Non-Biological Interventions
In the near-term, algorithms are the rage, ruling our daily lives - social media, mobile apps, GPS systems, trackers, wearables, computers, financial transactions, travel, and many others. Interestingly, the most underrated component with algorithms is the misunderstanding that algorithms earlier had functional specificities with which they undertook tasks efficiently. Today, algorithms are on a self-learning mode, thereby giving us a window into a more interesting future where machine to machine interactions may soon supersede human to machine transfer of knowledge. For instance, in January 2017, Google Translate developed its own intermediate language so as to enhance its ability to provide translation services. The most amazing thing about this development is that the algorithms governing it not only learned from millions of users the ability to translate meanings, but have now amassed enough information/experience to build a 'context based translation language’ to provide accurate contextual translation. The possibilities such self-learning tools offer is phenomenal, yet scary at times. I hear of many arguments from leaders around the world that the recent trends with automation, robotics and attendant technologies are just that – technological interventions that will not fundamentally alter needs or drivers to businesses, but remain subsidiary in the context of value delivery. At the moment, with the discrete nature of such interventions (both from a standpoint of development, and their adoption by organizations) it may be so. However, a thorough consideration of the implications necessitates rigorous discussions from a standpoint of applicability and ability to deal with the shake-ups that will necessarily follow.
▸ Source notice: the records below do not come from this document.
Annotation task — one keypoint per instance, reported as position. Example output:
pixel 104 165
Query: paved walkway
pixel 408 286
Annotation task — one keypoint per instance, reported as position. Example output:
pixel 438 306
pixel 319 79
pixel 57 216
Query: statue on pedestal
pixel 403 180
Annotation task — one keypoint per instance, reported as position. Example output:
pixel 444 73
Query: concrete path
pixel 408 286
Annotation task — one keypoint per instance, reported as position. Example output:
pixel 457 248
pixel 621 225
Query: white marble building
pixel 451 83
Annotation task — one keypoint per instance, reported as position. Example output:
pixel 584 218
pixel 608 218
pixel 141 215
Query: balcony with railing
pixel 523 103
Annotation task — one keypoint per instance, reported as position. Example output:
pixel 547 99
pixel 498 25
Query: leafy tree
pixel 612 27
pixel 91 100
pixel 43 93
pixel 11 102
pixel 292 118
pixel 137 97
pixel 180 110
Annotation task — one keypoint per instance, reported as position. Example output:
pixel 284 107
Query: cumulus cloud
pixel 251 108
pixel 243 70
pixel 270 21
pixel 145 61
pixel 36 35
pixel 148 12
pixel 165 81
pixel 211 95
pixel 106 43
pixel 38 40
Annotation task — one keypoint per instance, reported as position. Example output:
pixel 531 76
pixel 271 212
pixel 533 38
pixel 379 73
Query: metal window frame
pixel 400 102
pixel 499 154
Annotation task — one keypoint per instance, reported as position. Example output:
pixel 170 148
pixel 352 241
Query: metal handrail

Service automation technologies (incorrectly labeled as RPA) have already begun to take over transactional jobs around the world. Jobs in office & administration, construction & extraction, arts, design, entertainment, media, legal, installation and maintenance, amongst several others are slated to vanish, while ‘cognitive’ jobs in management, engineering, design, computing, architecture, sales, marketing, and education, along with others are expected to grow. Median ages in the various emerging regions are skewed toward youth, with consistently positive birth rates. Hence, envisioning a scenario into the next two decades is quite scary. Will adoption of such technologies therefore slow-down, or be rejected altogether? The economics of push-back on such developments can be quite disastrous - exports would become low-value, imports would become expensive, lifestyles may stagnate, incomes surely would dwindle, purchasing power drastically reduced, and consequent political fallouts may be severe, if not disastrous. While I am not advocating aggressive adoption of such technologies just to be 'in', a complete rejection has irreversible implications in the context of growth and development.I do see that policy makers will have to remain cognizant of the complexities surrounding modernization and job creation (that at the moment seem to be in dichotomy of each other).
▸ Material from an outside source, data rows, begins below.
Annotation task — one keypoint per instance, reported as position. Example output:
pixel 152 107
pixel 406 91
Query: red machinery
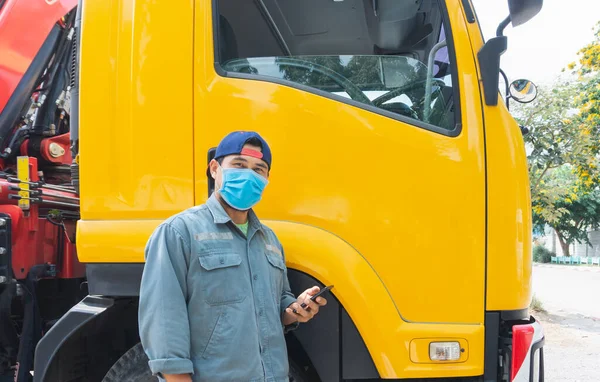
pixel 40 276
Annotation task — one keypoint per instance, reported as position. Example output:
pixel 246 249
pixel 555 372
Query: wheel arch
pixel 360 310
pixel 87 332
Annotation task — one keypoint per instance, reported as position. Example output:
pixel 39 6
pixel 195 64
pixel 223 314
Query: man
pixel 215 298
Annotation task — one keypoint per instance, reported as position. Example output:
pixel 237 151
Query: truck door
pixel 374 120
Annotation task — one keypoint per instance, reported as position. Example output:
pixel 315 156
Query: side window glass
pixel 392 59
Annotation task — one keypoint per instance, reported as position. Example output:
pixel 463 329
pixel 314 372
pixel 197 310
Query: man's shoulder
pixel 271 235
pixel 193 216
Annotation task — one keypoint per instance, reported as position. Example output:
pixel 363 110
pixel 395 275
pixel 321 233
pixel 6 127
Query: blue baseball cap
pixel 234 143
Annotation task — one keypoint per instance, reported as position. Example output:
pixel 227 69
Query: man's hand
pixel 178 378
pixel 295 312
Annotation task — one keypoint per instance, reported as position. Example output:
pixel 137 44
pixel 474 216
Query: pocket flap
pixel 276 261
pixel 220 261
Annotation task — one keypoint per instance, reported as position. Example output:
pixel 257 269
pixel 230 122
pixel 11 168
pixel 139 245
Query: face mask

The scenario within corporations of course is another interesting story. Bereft of the need to think about socio-economics, their strategies are governed more by competitiveness, growth and shareholder value. Adoption of transactional automation technologies is already being seen as an unavoidable imperative. Most corporations have or are rigorously developing strategies where with in the medium-term, their organizations would reflect a workforce constituting both biological and non-biological employees. This transition requires not just an innate understanding of the organization’s levers where technologies could be effectively leveraged, but also a clear view to the future that is driven by goals other than technological modernity. Meanwhile, the inevitable conflict will come to be, pitting organizations against governments. I believe that one cannot ignore this reality. A good friend recently wondered whether it is time for governments to start taxing a non-biological workforce as well. But that is a different conversation for another day.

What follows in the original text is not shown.